Google Chrome – Success Or Failure?

Google Chrome is destined to succeed. Consider this; today is the biggest day in Google’s history, since following the release of its new web browser, it will go head to head with Microsoft by creating first ever cloud-based alternative to Windows OS. I know what you are going to say, you will probably mention the fact that Google Chrome so far will run on Windows, which is somewhat weird. However, even without its new web browser, today Google iscapable of offering a sound alternative to Microsoft Office. And you do not need Windows to take advantage it. All you need is a minimal distribution of Linux equipped with Mozilla Firefox, and you are in business.
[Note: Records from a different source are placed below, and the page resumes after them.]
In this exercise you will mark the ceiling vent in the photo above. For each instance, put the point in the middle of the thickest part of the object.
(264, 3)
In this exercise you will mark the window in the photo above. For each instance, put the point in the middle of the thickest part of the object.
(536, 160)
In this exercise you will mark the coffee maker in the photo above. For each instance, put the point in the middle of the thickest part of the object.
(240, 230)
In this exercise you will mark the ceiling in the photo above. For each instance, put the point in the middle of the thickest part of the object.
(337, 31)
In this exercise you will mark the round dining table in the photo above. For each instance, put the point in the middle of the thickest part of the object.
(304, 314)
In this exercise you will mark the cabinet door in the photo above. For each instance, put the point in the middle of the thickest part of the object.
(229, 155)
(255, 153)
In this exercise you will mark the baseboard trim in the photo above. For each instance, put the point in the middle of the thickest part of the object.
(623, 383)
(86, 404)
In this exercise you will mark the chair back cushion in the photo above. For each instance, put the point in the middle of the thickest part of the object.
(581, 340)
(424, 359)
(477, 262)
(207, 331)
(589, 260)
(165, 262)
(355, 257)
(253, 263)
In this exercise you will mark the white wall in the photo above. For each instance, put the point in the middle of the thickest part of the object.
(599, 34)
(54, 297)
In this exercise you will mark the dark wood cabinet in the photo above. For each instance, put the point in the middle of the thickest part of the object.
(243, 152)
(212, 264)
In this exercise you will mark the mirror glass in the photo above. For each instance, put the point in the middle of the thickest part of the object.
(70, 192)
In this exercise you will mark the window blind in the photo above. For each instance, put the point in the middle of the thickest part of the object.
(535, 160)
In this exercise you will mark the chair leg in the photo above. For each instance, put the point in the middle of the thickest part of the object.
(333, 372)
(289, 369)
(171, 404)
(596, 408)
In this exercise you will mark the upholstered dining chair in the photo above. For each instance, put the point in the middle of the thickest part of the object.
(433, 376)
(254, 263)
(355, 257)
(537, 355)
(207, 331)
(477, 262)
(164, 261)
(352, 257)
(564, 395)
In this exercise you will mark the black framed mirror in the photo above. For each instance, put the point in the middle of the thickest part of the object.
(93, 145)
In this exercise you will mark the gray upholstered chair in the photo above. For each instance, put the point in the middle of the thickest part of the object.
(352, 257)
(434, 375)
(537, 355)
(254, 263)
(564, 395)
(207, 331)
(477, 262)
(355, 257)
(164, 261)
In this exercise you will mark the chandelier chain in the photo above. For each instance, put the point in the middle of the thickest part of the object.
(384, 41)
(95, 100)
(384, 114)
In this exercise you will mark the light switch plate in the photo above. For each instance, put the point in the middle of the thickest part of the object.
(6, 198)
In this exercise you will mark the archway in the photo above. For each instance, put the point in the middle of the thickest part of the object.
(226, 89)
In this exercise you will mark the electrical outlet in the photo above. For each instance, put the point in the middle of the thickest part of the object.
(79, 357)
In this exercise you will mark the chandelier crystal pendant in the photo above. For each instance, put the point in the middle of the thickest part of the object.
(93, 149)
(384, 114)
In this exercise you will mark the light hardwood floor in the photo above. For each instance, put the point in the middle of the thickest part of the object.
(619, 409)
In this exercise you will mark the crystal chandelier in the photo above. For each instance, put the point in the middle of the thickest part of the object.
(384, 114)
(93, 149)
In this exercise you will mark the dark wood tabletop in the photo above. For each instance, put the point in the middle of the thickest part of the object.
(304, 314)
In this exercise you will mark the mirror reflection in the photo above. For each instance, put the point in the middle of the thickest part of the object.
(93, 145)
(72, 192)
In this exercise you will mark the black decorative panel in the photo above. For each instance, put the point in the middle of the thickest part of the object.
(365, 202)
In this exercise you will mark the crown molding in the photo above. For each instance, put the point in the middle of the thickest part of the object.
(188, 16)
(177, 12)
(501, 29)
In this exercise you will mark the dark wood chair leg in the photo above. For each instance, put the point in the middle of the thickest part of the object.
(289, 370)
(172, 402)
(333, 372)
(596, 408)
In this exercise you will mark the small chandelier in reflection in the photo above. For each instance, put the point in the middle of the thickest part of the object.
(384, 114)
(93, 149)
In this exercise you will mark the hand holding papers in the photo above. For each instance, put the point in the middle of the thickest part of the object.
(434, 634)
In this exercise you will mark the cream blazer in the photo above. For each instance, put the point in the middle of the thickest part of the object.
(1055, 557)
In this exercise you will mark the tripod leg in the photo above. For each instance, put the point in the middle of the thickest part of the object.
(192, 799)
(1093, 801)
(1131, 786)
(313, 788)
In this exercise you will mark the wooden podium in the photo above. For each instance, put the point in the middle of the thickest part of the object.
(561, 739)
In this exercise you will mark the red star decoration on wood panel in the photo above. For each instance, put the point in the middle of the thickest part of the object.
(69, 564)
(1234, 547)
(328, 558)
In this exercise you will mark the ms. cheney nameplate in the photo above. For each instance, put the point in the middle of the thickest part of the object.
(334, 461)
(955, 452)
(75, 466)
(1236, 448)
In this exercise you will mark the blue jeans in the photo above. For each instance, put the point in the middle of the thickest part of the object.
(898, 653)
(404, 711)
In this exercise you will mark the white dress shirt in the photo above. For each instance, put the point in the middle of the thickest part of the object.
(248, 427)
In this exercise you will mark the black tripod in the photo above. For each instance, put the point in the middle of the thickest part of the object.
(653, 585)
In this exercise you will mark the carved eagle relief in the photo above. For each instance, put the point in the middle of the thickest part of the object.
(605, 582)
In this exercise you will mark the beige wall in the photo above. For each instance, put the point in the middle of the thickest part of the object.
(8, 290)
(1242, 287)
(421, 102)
In my view, the introduction of Google Chrome will position Google at the forefront of cloud computing. Other important players in that space includes companies like ZOHO that offers a complete lineup of business applications delivered as Software as a Service (SaaS), whereby, as far as end-user is concerned, there is nothing to purchase, install, manage or upgrade. Finally, both technology enthusiasts and computer manufacturers will have a choice when configuring their systems. One of the issues Google is faced with is slow consumer adoption pace of software as a service offering whereby many people are concerned with the information privacy and security since user data will reside off-site in Google’s datacenters. As far as most Canadians are concerned, any electronic information that resides on the U.S. soil is subject to the United States Patriot Act, and therefore can be disclosed upon request of the U.S. government agencies.

Nonetheless, almost everyone I know, including many non-technical individuals slowly but surely adopt Google Apps, which is offered as a freebie to consumers, or as a Premium service priced at $50 per user per year, which is a lot less than many of us spend on coffee. While we are on the subject, Microsoft is going to hurt unless the company finds ways to respond to the competition with its own comparable offering. For example, even though Microsoft Office must be installed on either local hard-drive, or on the network, they could offer Office as a subscription service for let’s say $59 per user per year providing tighter integration with the Office Live Workspaces and Small Business. Even though it is not ideal since the solution still requires Microsoft Windows to run, it would be a huge step forward.